En los oscuros pinos se desenreda el viento.

Fosforece la luna sobre las aguas errantes.

Andan días iguales persiguiéndose.

Se desciñe la niebla en danzantes figuras.

Una gaviota de plata se descuelga del ocaso.

A veces una vela. Altas, altas estrellas.

O la cruz negra de un barco.

Solo.

A veces amanezco, y hasta mi alma está húmeda.

Suena, resuena el mar lejano.

Éste es un puerto.

Aquí te amo.

Aquí te amo y en vano te oculta el horizonte.

Te estoy amando aún entre estas frías cosas.

A veces van mis besos en esos barcos graves,

que corren por el mar hacia donde no llegan.

Ya me veo olvidado como estas viejas anclas.

Son más tristes los muelles cuando atraca la tarde.

Se fatiga mi vida inútilmente hambrienta.

Amo lo que no tengo. Estás tú tan distante.

Mi hastío forcejea con los lentos crepúsculos.

Pero la noche llega y comienza a cantarme.

La luna hace girar su rodaje de sueño.

Me miran con tus ojos las estrellas más grandes.

Y como yo te amo, los pinos en el viento,

quieren cantar tu nombre con sus hojas de alambre.

Cierta retórica postromántica y postmodernista. De pronto un verso fresco, nuevo, inédito, sorprendente, «americano»: «Andan días iguales persiguiéndose.» La niebla forma figuras que danzan y las gaviotas son de plata.
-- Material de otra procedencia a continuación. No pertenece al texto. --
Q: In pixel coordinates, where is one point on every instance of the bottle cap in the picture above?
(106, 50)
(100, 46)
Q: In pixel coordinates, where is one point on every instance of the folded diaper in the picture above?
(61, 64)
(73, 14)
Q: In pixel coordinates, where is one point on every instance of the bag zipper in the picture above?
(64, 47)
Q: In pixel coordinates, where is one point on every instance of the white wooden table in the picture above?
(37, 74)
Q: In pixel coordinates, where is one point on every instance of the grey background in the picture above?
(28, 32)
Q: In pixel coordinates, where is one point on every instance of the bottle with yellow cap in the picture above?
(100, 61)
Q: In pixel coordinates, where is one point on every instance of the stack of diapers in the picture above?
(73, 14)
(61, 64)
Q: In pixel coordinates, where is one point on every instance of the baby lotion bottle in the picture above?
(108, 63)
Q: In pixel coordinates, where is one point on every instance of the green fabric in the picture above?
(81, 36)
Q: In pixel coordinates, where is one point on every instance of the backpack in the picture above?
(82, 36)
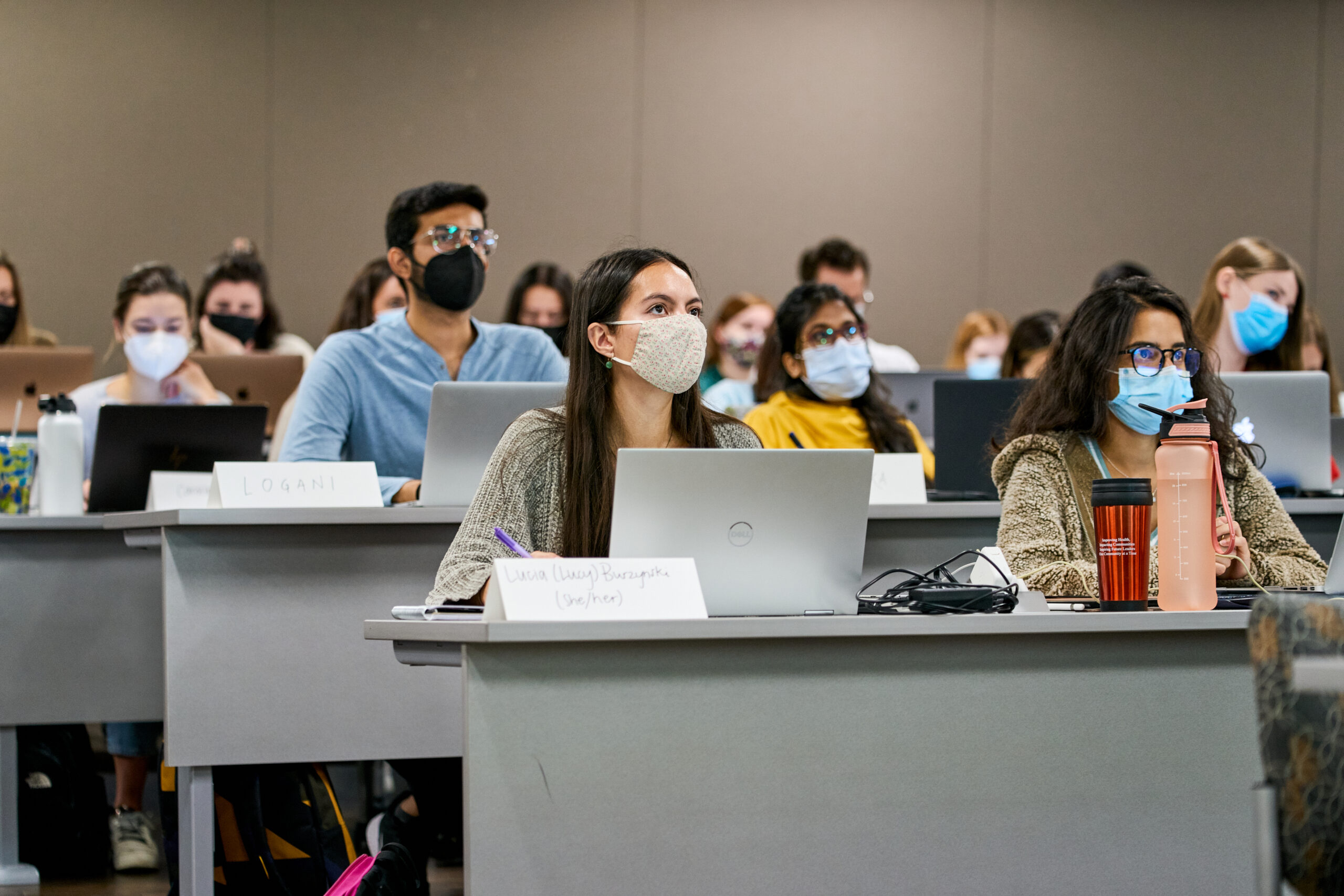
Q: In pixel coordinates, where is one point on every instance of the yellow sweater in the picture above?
(819, 425)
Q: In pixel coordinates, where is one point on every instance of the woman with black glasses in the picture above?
(1129, 343)
(817, 386)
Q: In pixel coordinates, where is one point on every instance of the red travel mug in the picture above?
(1121, 513)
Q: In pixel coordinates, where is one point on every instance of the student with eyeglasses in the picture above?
(817, 385)
(366, 395)
(1129, 343)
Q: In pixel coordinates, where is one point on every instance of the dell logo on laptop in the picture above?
(740, 535)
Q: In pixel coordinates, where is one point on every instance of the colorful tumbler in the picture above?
(17, 462)
(1121, 513)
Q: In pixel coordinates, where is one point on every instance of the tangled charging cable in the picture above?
(937, 592)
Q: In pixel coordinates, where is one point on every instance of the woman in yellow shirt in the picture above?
(815, 368)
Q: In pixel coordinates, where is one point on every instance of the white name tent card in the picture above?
(176, 491)
(307, 484)
(898, 479)
(549, 590)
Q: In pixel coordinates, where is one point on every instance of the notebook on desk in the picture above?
(968, 416)
(772, 532)
(29, 373)
(255, 379)
(911, 394)
(135, 440)
(466, 424)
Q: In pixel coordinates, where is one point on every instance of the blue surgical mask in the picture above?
(838, 373)
(1163, 392)
(1261, 325)
(984, 368)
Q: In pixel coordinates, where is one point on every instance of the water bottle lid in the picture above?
(56, 405)
(1122, 492)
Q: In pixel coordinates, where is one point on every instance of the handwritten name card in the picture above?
(344, 484)
(176, 491)
(594, 589)
(898, 479)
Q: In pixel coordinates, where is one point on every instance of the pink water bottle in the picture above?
(1187, 515)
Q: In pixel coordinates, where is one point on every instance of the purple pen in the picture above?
(510, 543)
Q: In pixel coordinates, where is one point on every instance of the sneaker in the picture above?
(395, 827)
(133, 842)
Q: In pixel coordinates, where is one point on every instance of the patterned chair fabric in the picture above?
(1301, 736)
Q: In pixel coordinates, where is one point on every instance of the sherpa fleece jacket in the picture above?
(1046, 530)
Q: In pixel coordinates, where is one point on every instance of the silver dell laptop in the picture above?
(466, 424)
(1287, 413)
(772, 532)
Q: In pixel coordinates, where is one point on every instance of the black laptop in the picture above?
(135, 440)
(967, 416)
(911, 394)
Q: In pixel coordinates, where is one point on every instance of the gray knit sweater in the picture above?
(1046, 530)
(522, 492)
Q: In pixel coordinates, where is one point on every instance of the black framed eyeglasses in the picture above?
(1150, 361)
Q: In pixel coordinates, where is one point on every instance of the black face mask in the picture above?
(454, 281)
(558, 335)
(8, 319)
(237, 325)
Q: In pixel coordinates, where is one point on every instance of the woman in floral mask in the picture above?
(736, 339)
(817, 378)
(634, 383)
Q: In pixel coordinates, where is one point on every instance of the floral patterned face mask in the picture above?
(668, 352)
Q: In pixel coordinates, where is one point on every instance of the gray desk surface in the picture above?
(14, 522)
(1012, 755)
(363, 516)
(286, 516)
(754, 628)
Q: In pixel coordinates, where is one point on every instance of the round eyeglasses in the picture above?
(1148, 361)
(449, 238)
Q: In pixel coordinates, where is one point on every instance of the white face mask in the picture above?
(668, 352)
(158, 354)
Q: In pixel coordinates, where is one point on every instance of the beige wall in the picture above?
(985, 152)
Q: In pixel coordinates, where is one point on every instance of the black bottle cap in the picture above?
(1122, 492)
(51, 405)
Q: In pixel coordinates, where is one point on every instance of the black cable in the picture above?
(939, 593)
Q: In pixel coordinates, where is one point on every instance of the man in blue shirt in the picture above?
(366, 394)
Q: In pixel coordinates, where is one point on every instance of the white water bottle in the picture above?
(59, 458)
No estamos en las cosas, sino en el reflejo idealizado de las cosas. Pero de pronto otra imagen nueva, inesperada: «esos barcos graves que corren por el mar hacia donde no llegan». Tenemos que los muelles son más tristes cuando atraca la tarde. Todo está reteñido del sentimiento personal del poeta. Esto es aún intimismo europeo. Alguna vez he escrito —sin reproche— que Neruda es un poeta sin intimidad. Y ahora pienso que quizá por eso mismo es tan específicamente americano. Sin embargo, todavía nos encontramos, dentro de este poema, con que el hastío forcejea con los lentos crepúsculos. Y resulta que las estrellas más grandes son los ojos de la amada. Y los pinos cantan el nombre de ella. No hay naturaleza. Sólo hay reflejos de un sentimiento personal en un exterior vago al que cierta señorita ha condescendido a prestar su apariencia.